Photo courtesy of Universal Pictures


‘Fifty Shades Freed’ Takes An Unexpected Turn, And We Have Questions

How many shades of complacency are there?

Like a good orgasm, a movie named Fifty Shades Freed should leave you with a feeling of release. And yet, after eagerly sitting down for a screening of a film by such name, I feel neither release nor pleasure. Instead, I'm left feeling... blasé. Like, I've successfully feigned interest to the point of being a convincing fake lover in the bedroom.

Fifty Shades Of Grey was awesomely bad. Fifty Shades Darker upped the ante on the franchise's campy ridiculousness. Fifty Shades Freed, a movie whose title references freedom and the highs that come with it, was cagey and constricting, and trapped me into rethinking why I fell stupidly in love with the series in the first place. Don't get me wrong, I loved every second of this movie. It's this generation's Showgirls, and, like Showgirls, it doesn't necessarily lend itself—nor does it really seem to want—to a deep dive into its nuances. This is because there aren't any nuances, which most likely informs its sense of pure elation—something its two predecessors also inspired. 

But Freed cannot be relied upon to only provide a fun viewing experience; it vacillates between campy fun and egregious monotony. Dakota Johnson is the only reliably great thing in the film, playing the now-empowered and sexually liberated Anastasia Steele better than seems possible for such a one-dimensional role. Johnson is the focus of every scene she's in, which isn't terribly hard considering the phoned-in performances that bookend her. (Rita Ora's notwithstanding.) But Johnson's ability to convey Steele's eccentricities gets lost in the repetitive narrative (there are travel compilations, and then sex scenes, and then more travel and more sex, etc.). Apparently, Steele also has a job in publishing, but considering she never so much as lifts a manuscript, her work seems insignificant to her life. Which would maybe be fine in a movie focused on kinky sex (the publishing industry is rather staid, after all), but in this film, the sex isn't all that kinky. Apparently, freedom means ditching the Red Room for vanilla sheets. 

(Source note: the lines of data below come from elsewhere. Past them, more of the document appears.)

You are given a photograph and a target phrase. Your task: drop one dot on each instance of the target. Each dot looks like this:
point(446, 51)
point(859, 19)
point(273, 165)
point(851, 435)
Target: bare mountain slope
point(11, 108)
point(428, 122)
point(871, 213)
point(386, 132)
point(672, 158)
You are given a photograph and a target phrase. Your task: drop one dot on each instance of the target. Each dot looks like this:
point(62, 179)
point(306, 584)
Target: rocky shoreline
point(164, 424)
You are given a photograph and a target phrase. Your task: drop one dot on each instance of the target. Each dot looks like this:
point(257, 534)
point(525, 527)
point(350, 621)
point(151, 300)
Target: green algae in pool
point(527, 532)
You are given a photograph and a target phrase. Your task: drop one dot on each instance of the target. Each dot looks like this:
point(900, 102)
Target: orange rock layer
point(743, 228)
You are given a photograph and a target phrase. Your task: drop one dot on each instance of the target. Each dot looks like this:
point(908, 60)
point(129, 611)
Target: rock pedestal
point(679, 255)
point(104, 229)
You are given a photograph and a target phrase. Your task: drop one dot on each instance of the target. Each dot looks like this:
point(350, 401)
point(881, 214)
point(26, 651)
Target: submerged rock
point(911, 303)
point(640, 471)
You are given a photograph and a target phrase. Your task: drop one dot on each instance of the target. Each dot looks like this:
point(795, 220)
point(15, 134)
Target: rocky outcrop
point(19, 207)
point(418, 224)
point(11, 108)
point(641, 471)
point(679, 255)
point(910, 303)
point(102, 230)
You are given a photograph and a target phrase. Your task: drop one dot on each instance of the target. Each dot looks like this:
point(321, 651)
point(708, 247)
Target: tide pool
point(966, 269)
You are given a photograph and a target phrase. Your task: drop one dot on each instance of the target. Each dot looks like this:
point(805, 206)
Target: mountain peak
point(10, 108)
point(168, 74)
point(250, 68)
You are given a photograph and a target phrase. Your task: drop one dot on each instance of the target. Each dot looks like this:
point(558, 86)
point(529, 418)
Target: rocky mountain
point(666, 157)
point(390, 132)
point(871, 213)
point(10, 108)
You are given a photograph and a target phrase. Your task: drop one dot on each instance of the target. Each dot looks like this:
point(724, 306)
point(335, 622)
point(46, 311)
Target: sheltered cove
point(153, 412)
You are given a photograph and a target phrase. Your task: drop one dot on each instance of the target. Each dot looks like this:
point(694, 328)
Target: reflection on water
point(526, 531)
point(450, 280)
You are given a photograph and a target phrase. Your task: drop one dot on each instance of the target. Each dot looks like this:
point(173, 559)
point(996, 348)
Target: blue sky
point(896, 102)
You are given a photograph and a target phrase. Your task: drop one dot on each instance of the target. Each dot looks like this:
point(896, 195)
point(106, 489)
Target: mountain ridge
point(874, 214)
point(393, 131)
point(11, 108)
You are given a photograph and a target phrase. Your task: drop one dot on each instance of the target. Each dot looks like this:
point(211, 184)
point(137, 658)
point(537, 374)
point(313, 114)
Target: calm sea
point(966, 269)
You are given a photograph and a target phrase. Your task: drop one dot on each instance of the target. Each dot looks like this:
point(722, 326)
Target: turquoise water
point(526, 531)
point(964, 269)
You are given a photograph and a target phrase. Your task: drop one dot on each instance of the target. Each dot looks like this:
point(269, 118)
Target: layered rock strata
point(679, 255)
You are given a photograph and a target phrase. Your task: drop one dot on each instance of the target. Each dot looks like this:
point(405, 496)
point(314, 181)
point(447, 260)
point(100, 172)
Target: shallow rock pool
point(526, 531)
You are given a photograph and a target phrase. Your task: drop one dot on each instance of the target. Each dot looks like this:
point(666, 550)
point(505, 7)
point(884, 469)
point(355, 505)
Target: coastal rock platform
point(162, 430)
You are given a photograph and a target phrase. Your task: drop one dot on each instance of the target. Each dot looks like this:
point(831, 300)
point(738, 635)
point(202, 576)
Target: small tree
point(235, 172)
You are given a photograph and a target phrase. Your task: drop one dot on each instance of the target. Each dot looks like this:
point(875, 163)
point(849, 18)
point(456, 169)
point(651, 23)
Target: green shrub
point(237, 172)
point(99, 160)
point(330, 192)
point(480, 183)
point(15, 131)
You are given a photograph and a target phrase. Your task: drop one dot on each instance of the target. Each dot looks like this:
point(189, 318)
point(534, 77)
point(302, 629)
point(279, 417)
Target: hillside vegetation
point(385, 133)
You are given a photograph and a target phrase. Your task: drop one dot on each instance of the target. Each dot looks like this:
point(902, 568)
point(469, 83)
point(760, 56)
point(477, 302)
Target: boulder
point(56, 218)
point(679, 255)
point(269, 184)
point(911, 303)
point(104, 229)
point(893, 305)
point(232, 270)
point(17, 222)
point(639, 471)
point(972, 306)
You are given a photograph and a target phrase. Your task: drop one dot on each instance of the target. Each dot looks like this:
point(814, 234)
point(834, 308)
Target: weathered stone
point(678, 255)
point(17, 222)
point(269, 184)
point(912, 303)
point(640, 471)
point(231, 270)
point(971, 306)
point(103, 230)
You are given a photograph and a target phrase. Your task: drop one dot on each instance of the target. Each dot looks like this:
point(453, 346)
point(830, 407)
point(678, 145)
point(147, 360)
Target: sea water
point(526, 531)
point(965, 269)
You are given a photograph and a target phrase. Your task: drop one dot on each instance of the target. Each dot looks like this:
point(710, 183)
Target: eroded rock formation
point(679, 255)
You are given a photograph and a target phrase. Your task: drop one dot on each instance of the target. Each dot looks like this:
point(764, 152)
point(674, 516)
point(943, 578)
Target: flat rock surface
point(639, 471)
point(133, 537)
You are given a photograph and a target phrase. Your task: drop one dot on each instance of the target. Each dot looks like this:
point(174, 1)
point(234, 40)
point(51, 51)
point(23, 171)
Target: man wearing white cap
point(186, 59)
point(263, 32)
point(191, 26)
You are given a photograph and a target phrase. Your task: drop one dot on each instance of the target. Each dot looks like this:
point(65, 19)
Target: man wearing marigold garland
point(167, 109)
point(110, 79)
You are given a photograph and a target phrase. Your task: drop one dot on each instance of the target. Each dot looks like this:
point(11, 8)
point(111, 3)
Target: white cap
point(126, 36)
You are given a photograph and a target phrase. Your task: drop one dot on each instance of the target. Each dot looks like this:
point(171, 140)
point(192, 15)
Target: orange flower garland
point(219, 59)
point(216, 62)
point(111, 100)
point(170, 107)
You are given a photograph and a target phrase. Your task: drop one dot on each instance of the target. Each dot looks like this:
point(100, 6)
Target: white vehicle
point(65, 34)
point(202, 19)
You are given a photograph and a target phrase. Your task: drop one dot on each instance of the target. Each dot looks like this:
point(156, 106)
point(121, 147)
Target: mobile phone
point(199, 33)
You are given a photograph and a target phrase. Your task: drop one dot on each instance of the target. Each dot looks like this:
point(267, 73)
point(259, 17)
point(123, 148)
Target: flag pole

We have a few other quibbles with this film (Ora really deserved more!), but the lack of kink speaks to the main problem in Freed, namely, that it has a very strange idea of freedom. According to Freed, freedom isn't about pursuing your deepest, most transgressive sexual desires with a consenting partner, but is, instead, about embracing the heteronormative construct that is married life. I don't mean to shade those who want marriage and kids, but for the film to abandon its whole "fifty shades of fucked up" imperative in favor of settling into traditional gender roles feels wrong. It feels more like 50 shades of complacency.